Dudaklarındaki çapkın gülüş şu an aklından geçen bambaşka cümleler olduğunu gösteriyordu ama bu anı bozmamak için hiçbir şey söylemeyecekti. Onun yerine gözleri beni süzerek kazağını kutudan çıkardı. Kazağını yukarı kaldırdığında ikimizin arasına perde girmişti sanki. Kazağına bakarkenki tepkilerini göremiyordum. Tam sağdan soldan bakmak için eğilecektim ki kazak bir tarafından açıldı. Sanki aramızdaki perde aralandı. Ben daha ne olduğunu anlamadan Aziz iki eliyle yanaklarımı tutup beni kendine çekip dudaklarımı öpmeye başlamıştı. Sağ yanağıma değen ipten sol elinde hala kazağı tuttuğunu anlamıştım. Dudaklarını çekip peş peş peşe birkaç kısa öpücük daha kondurdu. Gözlerimi açtığımda bana aşkla bakıyordu. Burnuma ufak bir öpücük kondurup ellerini yüzümden çekmeden çok az geri çekildi. Konuşabileceğimiz kadar bir mesafe bıraktı.

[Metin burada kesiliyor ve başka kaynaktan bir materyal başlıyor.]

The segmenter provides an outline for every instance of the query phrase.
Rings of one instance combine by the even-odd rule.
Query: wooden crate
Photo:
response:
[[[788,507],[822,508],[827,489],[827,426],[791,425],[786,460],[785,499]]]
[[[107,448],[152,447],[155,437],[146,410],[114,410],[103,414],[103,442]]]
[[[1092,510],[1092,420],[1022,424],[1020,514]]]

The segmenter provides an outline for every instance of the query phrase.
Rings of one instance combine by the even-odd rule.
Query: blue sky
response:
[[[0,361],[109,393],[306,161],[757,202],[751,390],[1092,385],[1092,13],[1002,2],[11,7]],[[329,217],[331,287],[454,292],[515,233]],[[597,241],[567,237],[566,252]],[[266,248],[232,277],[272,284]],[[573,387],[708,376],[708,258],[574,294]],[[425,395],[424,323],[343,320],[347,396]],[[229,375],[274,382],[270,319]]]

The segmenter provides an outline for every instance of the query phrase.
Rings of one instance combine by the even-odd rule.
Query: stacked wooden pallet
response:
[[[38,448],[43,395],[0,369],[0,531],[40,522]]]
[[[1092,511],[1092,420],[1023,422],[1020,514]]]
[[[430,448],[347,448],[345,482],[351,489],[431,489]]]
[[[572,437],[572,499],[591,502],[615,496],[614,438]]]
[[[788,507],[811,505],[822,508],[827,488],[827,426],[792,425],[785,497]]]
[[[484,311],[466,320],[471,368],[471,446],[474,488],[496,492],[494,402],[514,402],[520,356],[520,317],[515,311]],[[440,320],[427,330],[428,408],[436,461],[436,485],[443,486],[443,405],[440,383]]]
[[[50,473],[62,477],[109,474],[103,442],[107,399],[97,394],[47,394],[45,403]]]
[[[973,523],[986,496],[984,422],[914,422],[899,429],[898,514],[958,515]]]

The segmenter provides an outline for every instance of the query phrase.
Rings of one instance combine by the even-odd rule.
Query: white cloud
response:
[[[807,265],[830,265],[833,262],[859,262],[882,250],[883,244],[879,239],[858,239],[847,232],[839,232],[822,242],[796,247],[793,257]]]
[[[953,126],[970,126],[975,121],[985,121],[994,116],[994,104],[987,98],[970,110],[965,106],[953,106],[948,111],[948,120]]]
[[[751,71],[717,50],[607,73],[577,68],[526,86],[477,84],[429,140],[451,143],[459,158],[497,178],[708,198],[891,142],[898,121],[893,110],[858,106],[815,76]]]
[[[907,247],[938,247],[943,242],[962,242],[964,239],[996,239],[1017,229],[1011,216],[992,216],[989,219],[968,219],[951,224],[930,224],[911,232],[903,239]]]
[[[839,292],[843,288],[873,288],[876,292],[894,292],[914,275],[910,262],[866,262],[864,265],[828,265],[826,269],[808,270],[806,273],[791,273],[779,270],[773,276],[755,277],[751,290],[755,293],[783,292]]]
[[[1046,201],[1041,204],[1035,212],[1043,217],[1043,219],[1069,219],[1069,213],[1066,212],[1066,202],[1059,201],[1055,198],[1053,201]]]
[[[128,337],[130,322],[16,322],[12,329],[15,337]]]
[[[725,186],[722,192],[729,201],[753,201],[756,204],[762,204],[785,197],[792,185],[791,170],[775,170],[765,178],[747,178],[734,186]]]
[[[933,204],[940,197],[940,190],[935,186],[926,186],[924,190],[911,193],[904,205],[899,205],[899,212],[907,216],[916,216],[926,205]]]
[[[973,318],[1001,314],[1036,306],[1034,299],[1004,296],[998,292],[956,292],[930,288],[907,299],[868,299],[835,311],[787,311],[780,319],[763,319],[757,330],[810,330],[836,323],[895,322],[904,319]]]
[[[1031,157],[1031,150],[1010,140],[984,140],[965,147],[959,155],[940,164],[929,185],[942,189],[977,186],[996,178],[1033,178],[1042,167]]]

"30. yaş günüm ömrümdeki en güzel doğum günümdü. Senin sayende... Ve bu, bu zamana kadar sahip olduğum en değerli üçüncü şey."
Gayet iyi gidiyordu aslında ama son cümlesi kaşlarımı çatmama sebep olmuştu. "Bari yalandan en değerli şey deseydin be!" dedim anlık gelen bir huysuzlukla. Gözümün önünde kıkırdayan gülüşü çok öpülesiydi ama sahip olduğu en değerli iki şeyi öpsündü onu.

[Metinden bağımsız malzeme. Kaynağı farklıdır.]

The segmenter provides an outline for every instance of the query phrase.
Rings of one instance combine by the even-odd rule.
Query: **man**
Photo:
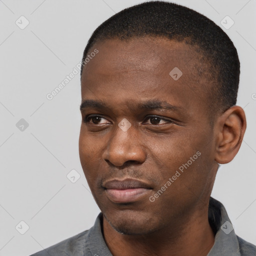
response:
[[[214,22],[152,2],[94,32],[81,70],[81,164],[94,226],[34,256],[255,256],[210,198],[246,128],[240,62]]]

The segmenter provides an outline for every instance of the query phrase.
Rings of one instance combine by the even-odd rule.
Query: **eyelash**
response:
[[[96,117],[98,117],[100,118],[103,118],[104,119],[106,119],[103,116],[100,116],[98,114],[90,114],[90,115],[87,115],[86,116],[86,117],[84,118],[84,122],[86,124],[89,122],[90,120],[93,118]],[[148,120],[148,119],[150,119],[150,118],[160,118],[162,120],[167,122],[170,124],[174,123],[174,122],[170,119],[166,119],[164,118],[161,118],[160,116],[146,116],[146,120]],[[96,124],[92,124],[97,125]],[[158,125],[161,125],[161,124],[152,124],[152,126],[158,126]]]

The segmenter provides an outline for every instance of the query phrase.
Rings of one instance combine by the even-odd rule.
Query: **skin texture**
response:
[[[208,222],[209,198],[218,162],[230,162],[240,147],[246,127],[242,109],[234,106],[211,114],[209,92],[217,85],[210,62],[196,46],[145,36],[104,40],[92,52],[94,48],[98,53],[82,74],[82,102],[102,100],[106,107],[82,110],[79,148],[104,214],[108,248],[114,256],[206,256],[214,238]],[[174,67],[182,72],[178,80],[169,75]],[[138,108],[152,100],[174,109]],[[96,114],[100,118],[82,121]],[[124,118],[131,124],[126,132],[118,126]],[[150,202],[198,152],[200,156]],[[114,202],[104,185],[126,178],[150,189],[136,202]]]

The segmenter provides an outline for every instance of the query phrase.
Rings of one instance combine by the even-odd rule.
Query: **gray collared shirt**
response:
[[[224,206],[212,198],[209,204],[209,222],[216,233],[208,256],[256,256],[256,246],[236,236]],[[112,256],[104,240],[102,214],[89,230],[30,256]]]

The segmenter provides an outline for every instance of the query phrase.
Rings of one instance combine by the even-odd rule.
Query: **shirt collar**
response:
[[[207,256],[241,256],[237,236],[225,208],[212,197],[209,203],[208,219],[216,236],[214,246]],[[112,256],[103,237],[102,223],[102,215],[100,212],[94,226],[88,230],[86,252],[90,252],[92,256]]]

"İlki sensin." dedi başka şeyler düşünmeme bir saniye bile daha fazla izin vermeden. "İlk görüşte dibimin düştüğü kızdın, arkadaşımdın, ilk aşkımdın, vazgeçmeye kıyamadığım oldun, özlemim oldun, vuslatım oldun, sevgilim oldun, nişanlım oldun, şimdi müstakbel karımsın, karım olacaksın, çocuklarımın annesi olacaksın, her zaman benim bir tanem olacaksın. En değerlim senden başka hiçbir şey olamaz."
Sözleri vurması gereken yeri çok iyi biliyormuş gibi kalbimi delip geçiyordu. Ama yumuşayıp akıp gideceğim anda aklıma ikinci değerli şey geldi. "İkinci değerli şey ne?" Annem falan deseydi de düşüp bayılsaydım şuraya. Ya da mesleğim.. Arkadaşlarım falan derse de evlendikten sonra arkadaşlarına bir ayar çekmem gerekebilirdi.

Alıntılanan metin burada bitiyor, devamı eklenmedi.